What Jimmy Kimmel’s Oscar performance says about the racial dichotomy in the arts
Recently, I sat in my living room and watched a mediocre white man destroy what should have been an uninterrupted celebration of the success and excellence that artists of color displayed this year. Since I am not a person of color, I will not try to attest to what the successes and blunders of the Oscars meant to different communities. Rather, I will try to dissect how Jimmy Kimmel’s Oscar host performance revealed how far off we as a society are from understanding, never mind dismantling, white supremacy.
The decision to have Kimmel host the Oscars already showed Hollywood’s inability to fully celebrate people of color. This year, there were a considerable number of POC nominated for awards, and yet one of the many white, mediocre late-night show hosts was the one to comment on their successes and to make jokes on their behalf.
It is not uncommon for Academy Awards hosts to use the artists as comedic material; however, Kimmel’s jokes were constructed in a way that reminded them that they were “different.” This was evident when he commented on the “otherness” of Mahershala Ali’s name directly after he won best supporting actor for “Moonlight.” The same thing happened later in the night when Kimmel brought in members of the public, the “common man” if you will, and paraded them around a room full of the elite.
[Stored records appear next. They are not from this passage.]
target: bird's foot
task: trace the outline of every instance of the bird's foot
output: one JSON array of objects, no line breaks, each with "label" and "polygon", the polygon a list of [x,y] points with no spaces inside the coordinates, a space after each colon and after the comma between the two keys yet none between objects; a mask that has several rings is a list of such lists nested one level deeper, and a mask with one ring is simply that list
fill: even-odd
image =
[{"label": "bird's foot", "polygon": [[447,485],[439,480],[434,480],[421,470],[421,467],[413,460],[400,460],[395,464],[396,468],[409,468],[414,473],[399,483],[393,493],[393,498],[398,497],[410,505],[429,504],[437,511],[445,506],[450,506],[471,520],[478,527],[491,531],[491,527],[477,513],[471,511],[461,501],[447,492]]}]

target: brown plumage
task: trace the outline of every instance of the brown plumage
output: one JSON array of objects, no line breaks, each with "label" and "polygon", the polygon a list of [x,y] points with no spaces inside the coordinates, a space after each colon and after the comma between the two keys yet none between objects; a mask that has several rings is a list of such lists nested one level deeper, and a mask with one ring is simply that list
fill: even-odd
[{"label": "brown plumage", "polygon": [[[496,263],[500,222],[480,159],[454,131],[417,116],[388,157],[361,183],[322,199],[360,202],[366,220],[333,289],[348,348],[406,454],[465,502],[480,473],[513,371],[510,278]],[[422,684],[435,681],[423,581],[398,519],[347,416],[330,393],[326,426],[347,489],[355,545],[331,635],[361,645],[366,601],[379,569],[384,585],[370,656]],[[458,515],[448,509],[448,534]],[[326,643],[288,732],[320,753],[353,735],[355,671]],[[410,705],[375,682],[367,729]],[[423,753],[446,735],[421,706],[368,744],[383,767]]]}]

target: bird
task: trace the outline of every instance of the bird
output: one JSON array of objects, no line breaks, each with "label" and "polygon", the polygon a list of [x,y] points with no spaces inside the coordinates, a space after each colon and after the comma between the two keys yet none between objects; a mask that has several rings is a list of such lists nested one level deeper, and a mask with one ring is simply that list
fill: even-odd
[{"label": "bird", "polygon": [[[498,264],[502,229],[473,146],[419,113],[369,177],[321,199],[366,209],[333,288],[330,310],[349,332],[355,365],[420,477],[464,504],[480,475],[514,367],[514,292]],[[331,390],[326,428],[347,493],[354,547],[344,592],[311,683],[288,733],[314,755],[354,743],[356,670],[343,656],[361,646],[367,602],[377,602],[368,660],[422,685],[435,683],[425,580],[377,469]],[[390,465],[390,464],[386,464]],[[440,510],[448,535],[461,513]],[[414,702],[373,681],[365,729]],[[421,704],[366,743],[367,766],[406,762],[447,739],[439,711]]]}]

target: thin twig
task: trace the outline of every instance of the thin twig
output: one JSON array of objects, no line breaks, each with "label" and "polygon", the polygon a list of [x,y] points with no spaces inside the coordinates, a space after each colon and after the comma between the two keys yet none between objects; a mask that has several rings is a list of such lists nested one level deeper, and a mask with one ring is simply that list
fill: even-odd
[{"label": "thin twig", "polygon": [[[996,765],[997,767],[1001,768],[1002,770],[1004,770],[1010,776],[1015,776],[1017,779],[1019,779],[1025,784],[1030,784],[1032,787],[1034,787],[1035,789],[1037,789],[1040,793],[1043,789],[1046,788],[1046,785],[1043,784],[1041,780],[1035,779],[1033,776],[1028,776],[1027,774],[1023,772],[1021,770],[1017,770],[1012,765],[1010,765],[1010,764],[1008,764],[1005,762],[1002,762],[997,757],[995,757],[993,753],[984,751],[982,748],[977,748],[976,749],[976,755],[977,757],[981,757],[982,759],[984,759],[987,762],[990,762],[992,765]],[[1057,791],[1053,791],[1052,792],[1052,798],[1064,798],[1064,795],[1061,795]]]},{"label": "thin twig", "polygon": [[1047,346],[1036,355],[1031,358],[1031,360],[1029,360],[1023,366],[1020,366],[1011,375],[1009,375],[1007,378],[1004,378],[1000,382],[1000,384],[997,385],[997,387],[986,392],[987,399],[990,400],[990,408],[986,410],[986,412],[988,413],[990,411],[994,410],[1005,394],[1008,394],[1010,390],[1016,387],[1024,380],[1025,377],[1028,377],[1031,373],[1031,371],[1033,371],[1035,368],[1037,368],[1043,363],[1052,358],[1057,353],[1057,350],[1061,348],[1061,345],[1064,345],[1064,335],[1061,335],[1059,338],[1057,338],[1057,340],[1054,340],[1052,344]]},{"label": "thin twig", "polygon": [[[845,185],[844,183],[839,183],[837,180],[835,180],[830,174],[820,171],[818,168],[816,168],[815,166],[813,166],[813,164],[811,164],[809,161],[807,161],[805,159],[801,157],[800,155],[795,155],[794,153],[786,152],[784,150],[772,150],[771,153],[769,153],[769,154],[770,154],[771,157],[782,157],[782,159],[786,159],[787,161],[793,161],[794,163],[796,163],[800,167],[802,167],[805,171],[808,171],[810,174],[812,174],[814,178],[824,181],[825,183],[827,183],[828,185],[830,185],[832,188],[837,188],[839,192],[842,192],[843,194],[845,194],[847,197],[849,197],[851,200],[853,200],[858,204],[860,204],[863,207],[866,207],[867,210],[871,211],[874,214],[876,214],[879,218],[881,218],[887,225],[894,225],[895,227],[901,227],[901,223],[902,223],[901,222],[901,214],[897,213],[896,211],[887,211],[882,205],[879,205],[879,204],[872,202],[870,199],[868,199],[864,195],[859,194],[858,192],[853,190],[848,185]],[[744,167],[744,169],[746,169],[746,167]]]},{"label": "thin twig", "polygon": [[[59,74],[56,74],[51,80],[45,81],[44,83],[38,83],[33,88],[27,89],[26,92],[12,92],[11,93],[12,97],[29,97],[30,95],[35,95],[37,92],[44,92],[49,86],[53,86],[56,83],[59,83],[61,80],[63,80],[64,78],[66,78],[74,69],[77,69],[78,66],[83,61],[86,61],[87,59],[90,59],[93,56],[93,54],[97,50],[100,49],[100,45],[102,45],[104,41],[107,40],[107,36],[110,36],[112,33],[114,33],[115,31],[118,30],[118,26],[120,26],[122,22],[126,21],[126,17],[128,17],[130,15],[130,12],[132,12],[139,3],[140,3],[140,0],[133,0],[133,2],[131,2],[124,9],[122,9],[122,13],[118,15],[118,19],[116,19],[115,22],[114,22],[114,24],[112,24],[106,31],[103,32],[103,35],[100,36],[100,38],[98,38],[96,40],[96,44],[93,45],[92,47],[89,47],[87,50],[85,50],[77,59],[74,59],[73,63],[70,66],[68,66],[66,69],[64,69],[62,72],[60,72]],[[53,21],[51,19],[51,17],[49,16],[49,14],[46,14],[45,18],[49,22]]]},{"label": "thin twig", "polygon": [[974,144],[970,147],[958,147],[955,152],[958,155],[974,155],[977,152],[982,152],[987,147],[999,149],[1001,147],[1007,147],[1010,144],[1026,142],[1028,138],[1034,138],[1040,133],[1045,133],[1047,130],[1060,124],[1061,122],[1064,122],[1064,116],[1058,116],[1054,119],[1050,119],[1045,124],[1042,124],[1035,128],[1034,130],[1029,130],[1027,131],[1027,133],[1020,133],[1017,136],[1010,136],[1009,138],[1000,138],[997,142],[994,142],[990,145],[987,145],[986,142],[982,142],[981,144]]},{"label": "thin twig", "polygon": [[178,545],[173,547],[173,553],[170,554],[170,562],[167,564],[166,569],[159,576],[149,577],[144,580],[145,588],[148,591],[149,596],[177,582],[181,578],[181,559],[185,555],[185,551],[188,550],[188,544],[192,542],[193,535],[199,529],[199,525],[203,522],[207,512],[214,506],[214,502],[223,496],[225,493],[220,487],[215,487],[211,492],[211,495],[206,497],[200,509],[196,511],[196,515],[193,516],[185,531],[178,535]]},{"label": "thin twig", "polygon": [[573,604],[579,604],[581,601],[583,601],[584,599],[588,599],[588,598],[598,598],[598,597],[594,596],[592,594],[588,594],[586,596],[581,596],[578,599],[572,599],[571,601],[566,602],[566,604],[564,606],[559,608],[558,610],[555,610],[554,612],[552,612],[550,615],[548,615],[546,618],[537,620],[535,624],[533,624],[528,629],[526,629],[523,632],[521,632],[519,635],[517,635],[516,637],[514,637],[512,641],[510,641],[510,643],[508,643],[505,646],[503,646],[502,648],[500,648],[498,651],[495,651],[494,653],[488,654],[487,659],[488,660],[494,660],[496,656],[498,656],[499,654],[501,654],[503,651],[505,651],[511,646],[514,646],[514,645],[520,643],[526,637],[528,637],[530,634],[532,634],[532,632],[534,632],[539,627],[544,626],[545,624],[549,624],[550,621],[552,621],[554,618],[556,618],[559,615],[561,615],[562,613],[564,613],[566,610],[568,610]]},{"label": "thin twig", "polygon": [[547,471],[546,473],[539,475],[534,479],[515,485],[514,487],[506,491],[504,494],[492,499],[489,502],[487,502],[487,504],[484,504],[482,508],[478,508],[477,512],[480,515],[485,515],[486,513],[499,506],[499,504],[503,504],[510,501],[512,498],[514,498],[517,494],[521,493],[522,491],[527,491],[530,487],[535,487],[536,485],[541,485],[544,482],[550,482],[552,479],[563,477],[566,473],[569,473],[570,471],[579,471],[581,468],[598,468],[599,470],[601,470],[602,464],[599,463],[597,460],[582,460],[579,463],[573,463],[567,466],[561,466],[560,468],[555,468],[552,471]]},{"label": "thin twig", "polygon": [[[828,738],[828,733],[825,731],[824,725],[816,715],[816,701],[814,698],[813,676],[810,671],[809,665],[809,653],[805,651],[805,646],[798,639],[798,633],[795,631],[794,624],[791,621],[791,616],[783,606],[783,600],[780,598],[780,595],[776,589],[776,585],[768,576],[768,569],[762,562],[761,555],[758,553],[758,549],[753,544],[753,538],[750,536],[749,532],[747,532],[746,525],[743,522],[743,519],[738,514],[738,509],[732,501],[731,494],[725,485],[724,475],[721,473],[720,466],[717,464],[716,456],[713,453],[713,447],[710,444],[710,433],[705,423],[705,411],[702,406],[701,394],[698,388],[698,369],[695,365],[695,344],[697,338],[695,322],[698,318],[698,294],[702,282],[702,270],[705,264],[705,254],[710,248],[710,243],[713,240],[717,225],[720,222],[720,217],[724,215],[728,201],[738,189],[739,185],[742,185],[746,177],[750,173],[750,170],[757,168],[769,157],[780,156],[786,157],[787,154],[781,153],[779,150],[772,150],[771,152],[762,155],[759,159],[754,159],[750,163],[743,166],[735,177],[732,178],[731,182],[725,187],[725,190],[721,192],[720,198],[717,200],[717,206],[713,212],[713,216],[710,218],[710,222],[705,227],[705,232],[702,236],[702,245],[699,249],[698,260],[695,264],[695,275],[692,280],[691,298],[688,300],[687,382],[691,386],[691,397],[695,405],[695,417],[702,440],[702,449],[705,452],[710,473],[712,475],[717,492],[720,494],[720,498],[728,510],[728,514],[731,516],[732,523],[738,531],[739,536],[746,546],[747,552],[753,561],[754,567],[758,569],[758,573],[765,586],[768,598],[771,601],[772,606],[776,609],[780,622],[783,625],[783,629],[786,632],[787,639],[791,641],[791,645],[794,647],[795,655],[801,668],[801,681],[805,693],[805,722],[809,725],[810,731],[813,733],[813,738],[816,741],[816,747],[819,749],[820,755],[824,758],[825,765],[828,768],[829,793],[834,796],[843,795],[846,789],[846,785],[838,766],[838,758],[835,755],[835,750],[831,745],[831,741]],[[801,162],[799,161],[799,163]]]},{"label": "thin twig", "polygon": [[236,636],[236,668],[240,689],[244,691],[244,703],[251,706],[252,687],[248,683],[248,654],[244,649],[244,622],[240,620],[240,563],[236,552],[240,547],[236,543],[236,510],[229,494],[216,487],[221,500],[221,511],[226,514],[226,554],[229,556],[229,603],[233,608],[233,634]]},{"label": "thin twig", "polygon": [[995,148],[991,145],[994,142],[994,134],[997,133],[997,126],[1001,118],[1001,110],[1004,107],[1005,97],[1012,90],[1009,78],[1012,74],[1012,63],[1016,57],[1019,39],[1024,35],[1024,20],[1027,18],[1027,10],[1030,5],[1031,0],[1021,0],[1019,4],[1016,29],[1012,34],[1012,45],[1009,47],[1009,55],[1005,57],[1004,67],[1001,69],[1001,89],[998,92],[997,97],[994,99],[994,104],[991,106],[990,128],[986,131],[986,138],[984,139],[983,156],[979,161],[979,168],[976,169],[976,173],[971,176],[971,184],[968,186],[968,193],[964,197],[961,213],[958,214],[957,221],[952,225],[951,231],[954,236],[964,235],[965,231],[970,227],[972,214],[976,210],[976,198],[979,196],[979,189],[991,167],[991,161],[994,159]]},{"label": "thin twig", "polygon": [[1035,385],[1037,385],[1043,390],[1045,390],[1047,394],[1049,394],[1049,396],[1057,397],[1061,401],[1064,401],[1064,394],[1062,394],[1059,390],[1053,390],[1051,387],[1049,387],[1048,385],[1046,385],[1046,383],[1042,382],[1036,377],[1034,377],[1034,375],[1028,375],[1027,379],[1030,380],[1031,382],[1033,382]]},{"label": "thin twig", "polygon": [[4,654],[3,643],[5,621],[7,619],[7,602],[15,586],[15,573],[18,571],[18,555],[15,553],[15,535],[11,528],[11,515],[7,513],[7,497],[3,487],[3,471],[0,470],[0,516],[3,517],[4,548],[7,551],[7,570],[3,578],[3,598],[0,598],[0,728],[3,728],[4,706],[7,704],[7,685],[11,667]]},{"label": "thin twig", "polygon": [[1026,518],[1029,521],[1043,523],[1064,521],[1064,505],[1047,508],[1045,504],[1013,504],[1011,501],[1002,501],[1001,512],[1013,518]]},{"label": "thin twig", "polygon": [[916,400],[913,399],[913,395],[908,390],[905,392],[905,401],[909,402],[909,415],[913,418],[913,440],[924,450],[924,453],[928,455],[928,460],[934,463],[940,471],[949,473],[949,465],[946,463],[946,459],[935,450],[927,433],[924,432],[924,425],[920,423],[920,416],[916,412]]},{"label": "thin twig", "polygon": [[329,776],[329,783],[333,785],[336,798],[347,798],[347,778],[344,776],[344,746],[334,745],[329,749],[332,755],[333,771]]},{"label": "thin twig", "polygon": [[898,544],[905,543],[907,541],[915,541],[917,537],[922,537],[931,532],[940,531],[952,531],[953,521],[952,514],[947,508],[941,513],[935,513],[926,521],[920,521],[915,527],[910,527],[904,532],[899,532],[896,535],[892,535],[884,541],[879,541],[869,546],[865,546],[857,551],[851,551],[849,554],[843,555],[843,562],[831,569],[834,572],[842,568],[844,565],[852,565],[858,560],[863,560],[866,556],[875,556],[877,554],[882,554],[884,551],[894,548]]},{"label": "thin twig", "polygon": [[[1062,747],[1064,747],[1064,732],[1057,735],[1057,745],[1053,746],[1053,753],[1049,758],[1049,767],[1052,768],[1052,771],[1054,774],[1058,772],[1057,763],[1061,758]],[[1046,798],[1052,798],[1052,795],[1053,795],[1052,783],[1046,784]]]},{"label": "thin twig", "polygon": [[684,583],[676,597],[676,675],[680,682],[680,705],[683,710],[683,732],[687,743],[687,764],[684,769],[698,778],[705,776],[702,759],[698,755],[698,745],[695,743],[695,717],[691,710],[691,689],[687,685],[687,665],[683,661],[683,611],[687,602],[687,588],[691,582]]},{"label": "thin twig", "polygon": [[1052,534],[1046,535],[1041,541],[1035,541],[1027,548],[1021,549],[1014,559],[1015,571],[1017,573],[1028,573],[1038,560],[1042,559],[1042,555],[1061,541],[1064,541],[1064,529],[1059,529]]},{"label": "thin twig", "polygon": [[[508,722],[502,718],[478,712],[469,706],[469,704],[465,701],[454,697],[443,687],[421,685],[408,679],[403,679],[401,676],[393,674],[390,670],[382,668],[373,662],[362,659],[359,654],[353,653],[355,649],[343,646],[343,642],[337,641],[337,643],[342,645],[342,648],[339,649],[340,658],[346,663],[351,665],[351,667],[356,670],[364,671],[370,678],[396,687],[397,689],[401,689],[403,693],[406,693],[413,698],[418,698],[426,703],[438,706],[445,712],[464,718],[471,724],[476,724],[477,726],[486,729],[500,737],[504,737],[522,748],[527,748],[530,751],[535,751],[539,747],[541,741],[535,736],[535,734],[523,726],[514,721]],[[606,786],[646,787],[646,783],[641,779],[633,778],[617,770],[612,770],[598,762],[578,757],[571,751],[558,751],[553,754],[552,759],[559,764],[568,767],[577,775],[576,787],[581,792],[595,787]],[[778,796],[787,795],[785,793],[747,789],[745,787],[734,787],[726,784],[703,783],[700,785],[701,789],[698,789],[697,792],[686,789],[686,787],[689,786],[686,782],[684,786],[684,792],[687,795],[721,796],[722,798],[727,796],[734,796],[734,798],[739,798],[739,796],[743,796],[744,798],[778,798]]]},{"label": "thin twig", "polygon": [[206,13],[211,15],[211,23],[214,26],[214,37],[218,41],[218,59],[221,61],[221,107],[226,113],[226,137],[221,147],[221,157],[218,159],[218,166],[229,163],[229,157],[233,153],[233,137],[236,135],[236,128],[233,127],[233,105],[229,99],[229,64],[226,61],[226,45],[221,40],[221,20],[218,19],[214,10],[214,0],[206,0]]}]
He dismissed a name he couldn’t pronounce and then declared “Patrick” a more suitable one. In the midst of Kimmel’s blatant racism and classism, he made Trump jokes -- a trope that is overdone, low-hanging fruit and practically monopolized by SNL. But this is the way many white people operate: to dismiss the importance and achievements of POC while keeping up allyship appearances.
The idea that there is a real and present need for white influence has always been a pervasive concept throughout Hollywood, especially in movies such as “The Blind Side,” which promotes a “white savior” narrative. These movies may tell touching stories about unity and success, but they still perpetuate the idea that people of color need a white person to make all their dreams possible.
“The Blind Side” did not focus on the successes of Michael Oher and how he felt about them but rather focused on his life through the lens of a white woman. We saw her life, her emotions and her reactions instead of his. In the end, it was made sure that we saw that she was a good person.
When people of color create works such as “Moonlight,” that are unquestionably unique to the African-American experience and unable to be imitated by white artists, it is common for white people to interject themselves in some way. Whether it is commenting on the actor’s name or ruining the moment of success by accidentally naming the white-centric movie first, white people are constantly putting in the last word.
While these actions may be unintentional, it was painfully clear that Kimmel was unsure of how to navigate non-white spaces. His constant mention of other white men, such as Matt Damon, for comradery and material made this clear. However, the fact that he couldn’t see what he was doing and that the Academy chose him to host makes clear that there is still a lack of knowledge about white supremacy in Hollywood, thus perpetuating it. White folks, it is on us to take a back seat and understand when we are co-opting other communities’ experiences.
Julia Gagnon is a sophomore in the School of International Service and a columnist for The Eagle.